Au Théâtre des Amandiers de Nanterre, Jean Bellorini propose L’Histoire d’un Cid et transforme la célèbre tragi-comédie de Corneille en un terrain de jeu poétique, une aventure scénique où l’invention et l’imaginaire prennent le pouvoir. À la croisée du théâtre et du conte, cette variation lumineuse célèbre la magie artisanale du plateau et offre au public une échappée belle, entre enfance retrouvée et poésie partagée. Du très bel ouvrage !

Demeurer dans la rêverie

La scène s’ouvre sur un Cid méconnaissable, métamorphosé par l’imaginaire fertile de Jean Bellorini. Tout commence par un récit initié par une goutte de pluie. Un nuage poussé par une brise légère s’arrête au-dessus d’un voilier. Un petit jouet d’enfant, réplique en bois du bateau, trône en avant-scène. Les personnages, nous dit-on, embarqués à bord, vont essuyer une tempête.
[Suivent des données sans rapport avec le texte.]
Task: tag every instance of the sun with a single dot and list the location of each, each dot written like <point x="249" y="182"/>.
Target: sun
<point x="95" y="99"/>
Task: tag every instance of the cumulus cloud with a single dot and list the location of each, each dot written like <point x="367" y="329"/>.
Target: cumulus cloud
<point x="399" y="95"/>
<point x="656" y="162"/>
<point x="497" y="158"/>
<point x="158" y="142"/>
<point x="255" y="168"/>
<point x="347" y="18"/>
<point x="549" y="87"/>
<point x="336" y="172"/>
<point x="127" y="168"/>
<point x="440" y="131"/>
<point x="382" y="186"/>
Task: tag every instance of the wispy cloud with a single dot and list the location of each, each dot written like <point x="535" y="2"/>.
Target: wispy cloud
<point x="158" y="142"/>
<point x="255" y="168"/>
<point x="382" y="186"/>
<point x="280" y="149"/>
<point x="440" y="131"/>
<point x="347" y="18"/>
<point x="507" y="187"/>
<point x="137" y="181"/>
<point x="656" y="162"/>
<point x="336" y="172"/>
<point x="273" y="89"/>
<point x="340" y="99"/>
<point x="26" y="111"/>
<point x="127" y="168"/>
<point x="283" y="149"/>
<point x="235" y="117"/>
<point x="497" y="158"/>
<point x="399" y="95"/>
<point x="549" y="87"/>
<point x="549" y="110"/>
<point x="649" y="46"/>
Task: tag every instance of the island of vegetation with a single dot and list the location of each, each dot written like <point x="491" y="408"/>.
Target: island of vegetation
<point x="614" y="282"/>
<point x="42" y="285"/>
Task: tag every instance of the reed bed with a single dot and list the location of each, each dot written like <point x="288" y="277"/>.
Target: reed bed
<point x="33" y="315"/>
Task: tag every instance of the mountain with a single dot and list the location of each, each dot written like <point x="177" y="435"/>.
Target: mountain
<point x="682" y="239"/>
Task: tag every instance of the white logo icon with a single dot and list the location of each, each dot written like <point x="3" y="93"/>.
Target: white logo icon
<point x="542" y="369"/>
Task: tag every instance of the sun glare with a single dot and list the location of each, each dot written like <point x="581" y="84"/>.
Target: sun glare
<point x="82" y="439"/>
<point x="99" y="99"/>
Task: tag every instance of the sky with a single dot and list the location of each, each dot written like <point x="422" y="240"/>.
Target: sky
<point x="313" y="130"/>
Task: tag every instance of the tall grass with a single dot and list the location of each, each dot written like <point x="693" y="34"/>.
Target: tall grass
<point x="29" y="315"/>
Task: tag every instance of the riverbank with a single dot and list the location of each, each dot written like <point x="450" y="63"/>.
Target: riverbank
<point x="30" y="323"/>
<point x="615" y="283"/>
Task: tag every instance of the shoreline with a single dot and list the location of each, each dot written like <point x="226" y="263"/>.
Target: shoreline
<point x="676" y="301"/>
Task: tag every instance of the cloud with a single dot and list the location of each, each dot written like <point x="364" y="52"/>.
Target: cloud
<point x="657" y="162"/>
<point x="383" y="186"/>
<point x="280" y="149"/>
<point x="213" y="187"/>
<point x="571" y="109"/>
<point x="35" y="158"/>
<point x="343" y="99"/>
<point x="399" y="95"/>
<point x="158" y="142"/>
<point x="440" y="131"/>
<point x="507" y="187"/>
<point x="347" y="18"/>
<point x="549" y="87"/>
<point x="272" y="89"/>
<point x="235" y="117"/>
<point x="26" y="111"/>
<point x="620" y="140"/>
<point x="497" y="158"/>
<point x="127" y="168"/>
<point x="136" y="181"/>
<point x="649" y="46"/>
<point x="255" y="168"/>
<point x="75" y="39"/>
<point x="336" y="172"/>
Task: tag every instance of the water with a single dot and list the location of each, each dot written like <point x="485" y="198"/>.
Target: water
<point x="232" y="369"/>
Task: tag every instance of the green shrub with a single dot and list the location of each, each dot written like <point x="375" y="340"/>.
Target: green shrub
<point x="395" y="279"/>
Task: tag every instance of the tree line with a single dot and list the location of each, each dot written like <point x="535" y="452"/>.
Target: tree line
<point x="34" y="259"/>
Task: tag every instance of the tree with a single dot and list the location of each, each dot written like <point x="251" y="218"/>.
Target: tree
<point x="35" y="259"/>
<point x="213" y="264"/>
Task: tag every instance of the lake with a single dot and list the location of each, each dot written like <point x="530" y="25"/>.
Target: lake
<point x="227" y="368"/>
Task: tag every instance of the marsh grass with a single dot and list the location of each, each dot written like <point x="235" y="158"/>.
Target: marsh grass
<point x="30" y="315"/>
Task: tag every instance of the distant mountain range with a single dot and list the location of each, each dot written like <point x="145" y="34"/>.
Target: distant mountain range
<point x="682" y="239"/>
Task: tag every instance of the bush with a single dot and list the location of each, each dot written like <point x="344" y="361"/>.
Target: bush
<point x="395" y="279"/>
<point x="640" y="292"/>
Tourmente intime, frappée de vague à l’âme, qui active la tragédie.

Cependant, à l’endroit où certains auraient pu attendre une pompe classique, surgit une fresque intime, façonnée avec la délicatesse d’un orfèvre du plateau. Loin de figer Pierre Corneille dans un mausolée de révérences, Jean Bellorini tire cet incontournable du XVIIe vers la lumière du présent, avec vivacité et parfois facétie. Dépouillée des apparats d’époque, grâce à la magnifique et inspirante scénographie imaginée par Véronique Chazal, la scène devient un terrain de songes.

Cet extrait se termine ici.